The core of GRACE is a stepwise decoding framework that employs a correctness discriminator to assess and guide subsequent reasoning steps in multi-step tasks. The discriminator is trained using contrastive learning to distinguish between correct and incorrect reasoning steps. Notably, GRACE does not entail any fine-tuning of the underlying LM, instead, it leverages pre-existing capabilities of models in the FLAN-T5 and LLaMA families through stepwise guidance.

Key aspects of GRACE include:

Discriminator Training: The discriminator is honed via a three-step method involving sampling incorrect solutions, aligning them with correct reference solutions using a Needleman-Wunsch-like algorithm, and applying a max-margin loss for training. This method obviates the need for step-level human annotations by synthesizing training labels through solution alignment.
Guided Decoding: During inference, GRACE samples candidate reasoning steps, prioritizing those scored highly for correctness by the discriminator. The scoring combines LM-derived probabilities with discriminator evaluations to steer generation towards accurate reasoning.

Empirical Evaluation

The paper reports substantial empirical gains across six reasoning benchmarks, including GSM8K and MultiArith, among others. GRACE demonstrated superior performance over baseline methods such as greedy decoding, verifier models, and conventional self-consistency.
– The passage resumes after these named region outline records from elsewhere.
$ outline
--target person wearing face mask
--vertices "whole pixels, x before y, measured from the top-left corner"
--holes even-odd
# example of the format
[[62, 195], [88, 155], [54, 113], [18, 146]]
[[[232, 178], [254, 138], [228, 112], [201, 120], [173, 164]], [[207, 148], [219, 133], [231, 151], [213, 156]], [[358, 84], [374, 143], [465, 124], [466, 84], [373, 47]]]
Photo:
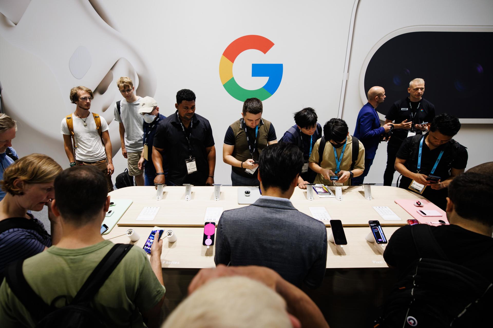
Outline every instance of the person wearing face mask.
[[[144, 119], [144, 137], [142, 139], [144, 148], [137, 165], [139, 170], [144, 171], [144, 185], [153, 186], [154, 179], [156, 178], [156, 169], [152, 163], [152, 144], [158, 124], [166, 117], [159, 114], [157, 102], [154, 98], [148, 96], [141, 100], [139, 113]], [[166, 177], [168, 175], [168, 163], [165, 156], [163, 156], [163, 169]]]
[[304, 161], [301, 174], [298, 179], [298, 187], [306, 189], [307, 183], [313, 183], [317, 173], [308, 167], [313, 145], [322, 137], [322, 126], [317, 122], [318, 118], [315, 110], [311, 107], [303, 108], [294, 114], [296, 124], [284, 133], [280, 143], [295, 144], [303, 153]]
[[[61, 172], [58, 163], [41, 154], [28, 155], [5, 168], [0, 182], [6, 193], [0, 202], [0, 278], [8, 263], [40, 253], [59, 239], [60, 226], [51, 212], [51, 200], [55, 178]], [[45, 205], [51, 236], [28, 212], [40, 211]]]
[[[351, 179], [363, 174], [365, 170], [364, 146], [357, 141], [356, 148], [357, 139], [349, 135], [348, 124], [341, 119], [327, 121], [323, 135], [315, 143], [309, 160], [310, 168], [317, 174], [314, 183], [352, 185]], [[334, 176], [338, 179], [331, 180]]]

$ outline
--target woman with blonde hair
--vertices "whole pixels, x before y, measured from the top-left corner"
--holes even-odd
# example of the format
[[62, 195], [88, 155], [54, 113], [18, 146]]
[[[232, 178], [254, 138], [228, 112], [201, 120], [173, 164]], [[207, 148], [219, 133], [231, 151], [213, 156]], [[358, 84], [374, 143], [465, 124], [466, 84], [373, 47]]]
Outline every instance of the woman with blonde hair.
[[[31, 154], [5, 168], [0, 181], [5, 197], [0, 202], [0, 278], [9, 263], [26, 259], [56, 243], [61, 232], [51, 212], [55, 197], [53, 182], [62, 167], [51, 157]], [[52, 235], [28, 211], [40, 211], [46, 205]], [[58, 230], [57, 230], [58, 228]], [[57, 237], [58, 236], [58, 237]], [[0, 280], [1, 283], [1, 280]]]

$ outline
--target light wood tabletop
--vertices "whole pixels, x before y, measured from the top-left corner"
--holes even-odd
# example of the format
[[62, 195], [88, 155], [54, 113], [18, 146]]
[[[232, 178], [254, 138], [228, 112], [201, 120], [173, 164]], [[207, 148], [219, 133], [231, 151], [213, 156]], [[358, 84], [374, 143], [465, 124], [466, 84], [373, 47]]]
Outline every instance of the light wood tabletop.
[[[162, 199], [156, 200], [154, 187], [134, 186], [117, 189], [109, 193], [112, 201], [131, 199], [133, 203], [118, 222], [120, 226], [201, 227], [208, 207], [222, 208], [223, 210], [237, 209], [246, 205], [238, 204], [238, 187], [222, 186], [219, 200], [214, 200], [214, 187], [192, 187], [191, 199], [185, 199], [185, 187], [165, 186]], [[332, 187], [332, 191], [334, 191]], [[372, 187], [372, 200], [367, 200], [361, 186], [343, 187], [342, 201], [334, 198], [320, 198], [316, 194], [315, 199], [307, 198], [306, 190], [296, 188], [291, 201], [298, 210], [312, 216], [309, 208], [324, 207], [332, 219], [341, 220], [345, 226], [366, 226], [370, 220], [378, 220], [382, 226], [401, 226], [407, 224], [413, 217], [394, 203], [396, 199], [423, 199], [420, 195], [406, 189], [386, 186]], [[384, 220], [373, 209], [373, 206], [387, 206], [401, 219]], [[160, 207], [152, 220], [136, 219], [144, 207]], [[216, 220], [217, 221], [217, 220]], [[323, 221], [329, 226], [329, 221]], [[217, 223], [217, 222], [216, 222]]]
[[[163, 268], [213, 268], [215, 247], [209, 248], [202, 245], [203, 228], [171, 227], [160, 226], [166, 231], [172, 230], [177, 237], [175, 242], [169, 242], [167, 238], [163, 242], [161, 265]], [[131, 242], [126, 236], [127, 231], [133, 229], [140, 236], [136, 242]], [[152, 230], [152, 227], [115, 226], [107, 235], [103, 236], [114, 243], [132, 243], [142, 247]], [[387, 239], [398, 228], [384, 227], [382, 229]], [[327, 236], [331, 233], [327, 229]], [[386, 245], [369, 242], [365, 237], [370, 232], [369, 227], [351, 227], [344, 229], [348, 244], [334, 245], [327, 241], [327, 268], [387, 268], [383, 254]], [[123, 235], [123, 236], [122, 236]]]

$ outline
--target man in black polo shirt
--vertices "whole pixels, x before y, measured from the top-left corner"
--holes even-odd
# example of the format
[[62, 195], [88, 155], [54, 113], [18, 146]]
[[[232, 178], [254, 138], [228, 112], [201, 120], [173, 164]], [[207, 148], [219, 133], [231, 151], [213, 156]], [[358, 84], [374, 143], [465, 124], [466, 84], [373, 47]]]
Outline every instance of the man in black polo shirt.
[[415, 79], [407, 89], [409, 96], [396, 101], [386, 116], [385, 123], [394, 121], [394, 129], [387, 144], [387, 167], [384, 173], [384, 185], [391, 185], [394, 178], [394, 163], [401, 144], [407, 137], [422, 134], [426, 130], [423, 123], [431, 122], [435, 117], [435, 106], [423, 99], [424, 80]]
[[[447, 188], [467, 164], [465, 147], [452, 139], [460, 129], [457, 118], [447, 114], [435, 117], [424, 135], [408, 137], [395, 158], [395, 169], [402, 175], [400, 188], [420, 193], [443, 209]], [[429, 176], [438, 181], [427, 180]]]
[[[195, 94], [182, 89], [176, 93], [176, 111], [157, 127], [152, 148], [156, 169], [155, 183], [168, 185], [212, 185], [215, 168], [215, 148], [209, 121], [195, 114]], [[163, 156], [168, 163], [167, 182]]]
[[262, 118], [263, 110], [260, 99], [249, 98], [243, 104], [243, 117], [226, 131], [222, 160], [232, 166], [234, 186], [260, 185], [256, 162], [263, 149], [277, 143], [272, 123]]

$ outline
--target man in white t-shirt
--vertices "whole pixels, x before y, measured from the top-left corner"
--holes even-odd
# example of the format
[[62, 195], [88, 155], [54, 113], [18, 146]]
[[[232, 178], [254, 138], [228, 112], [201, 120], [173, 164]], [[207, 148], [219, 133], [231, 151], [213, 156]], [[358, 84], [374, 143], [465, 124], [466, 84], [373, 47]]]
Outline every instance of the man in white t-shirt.
[[[70, 100], [75, 111], [62, 120], [60, 133], [63, 135], [65, 153], [70, 166], [95, 165], [105, 174], [108, 192], [113, 190], [111, 142], [106, 120], [89, 112], [94, 97], [91, 89], [75, 87], [70, 90]], [[72, 144], [72, 141], [73, 143]]]
[[115, 104], [115, 120], [120, 123], [122, 154], [127, 158], [128, 174], [135, 178], [137, 185], [144, 185], [144, 171], [139, 169], [139, 160], [143, 148], [144, 120], [139, 113], [140, 97], [134, 91], [132, 79], [122, 76], [116, 81], [124, 98]]

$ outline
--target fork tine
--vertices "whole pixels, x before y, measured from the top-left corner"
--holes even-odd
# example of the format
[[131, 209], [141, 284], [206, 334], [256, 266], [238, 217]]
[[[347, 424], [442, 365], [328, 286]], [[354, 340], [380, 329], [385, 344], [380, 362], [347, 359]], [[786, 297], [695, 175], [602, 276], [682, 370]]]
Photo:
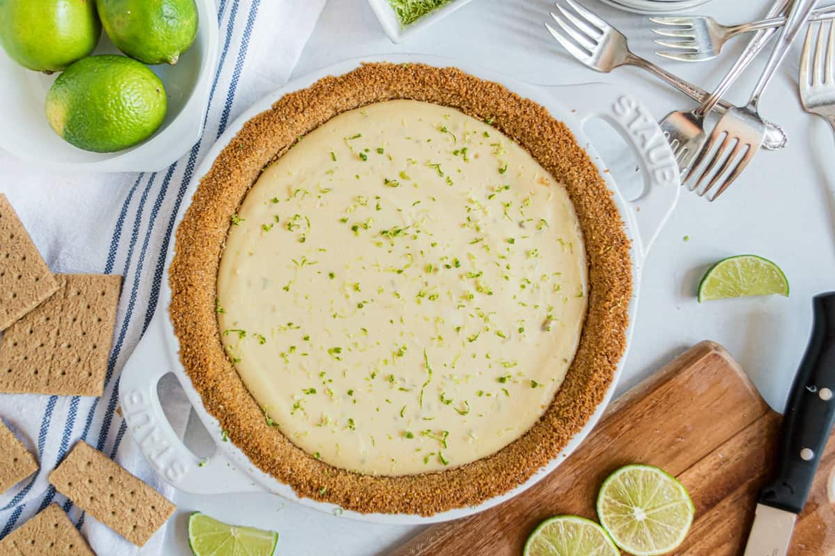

Notably, the grace-guided decoding, when combined with self-consistency, outperformed all baselines by significant margins in several settings. Results on GSM8K highlighted enhancements where the accuracy improved by 7.4 and 5.4 percentage points using FLAN-T5-Large and LLaMA, respectively, compared to greedy decoding.

An intriguing observation is the discriminator's sample efficiency owing to step-level guidance, achieving competitive accuracy with fewer samples than conventional solution-level self-consistency approaches. The framework is shown to enhance not only the final answer accuracy but also the correctness of intermediate reasoning steps, reducing trace errors significantly as per human and LLM evaluations.

Theoretical and Practical Implications

The use of a correctness-guided discriminator introduces a nuanced layer of oversight to the decoding process in LMs, offering a principled approach to improve logical reasoning capabilities without demanding additional LM training. Theoretically, this highlights the potential of discriminator-guided techniques in structured reasoning tasks, proffering an avenue to exploit global knowledge encoded in LMs while maintaining local logical fidelity.

Practically, GRACE is significant as it enhances performance with relatively economical computational overheads, particularly in large LMs like LLaMA, where training or fine-tuning is resource-intensive. This methodology aligns with broader pursuits in artificial intelligence seeking modular, efficient approaches for empowering LMs in complex reasoning tasks.

Speculative Future Directions

Future explorations could address the discriminator's scalability across varied domains without requiring domain-specific reference solutions, potentially by leveraging zero-shot learning paradigms. Additionally, integrating this framework with more exhaustive exploratory methods like reinforcement learning-based approaches could yield even finer control over decoding dynamics, thus broadening the applicability and robustness of reasoning in diverse automated systems.

Overall, GRACE serves as an exemplar in advancing computational reasoning capabilities, underscoring discriminators' role in steering model outputs towards coherence and correctness in a resource-conscious manner.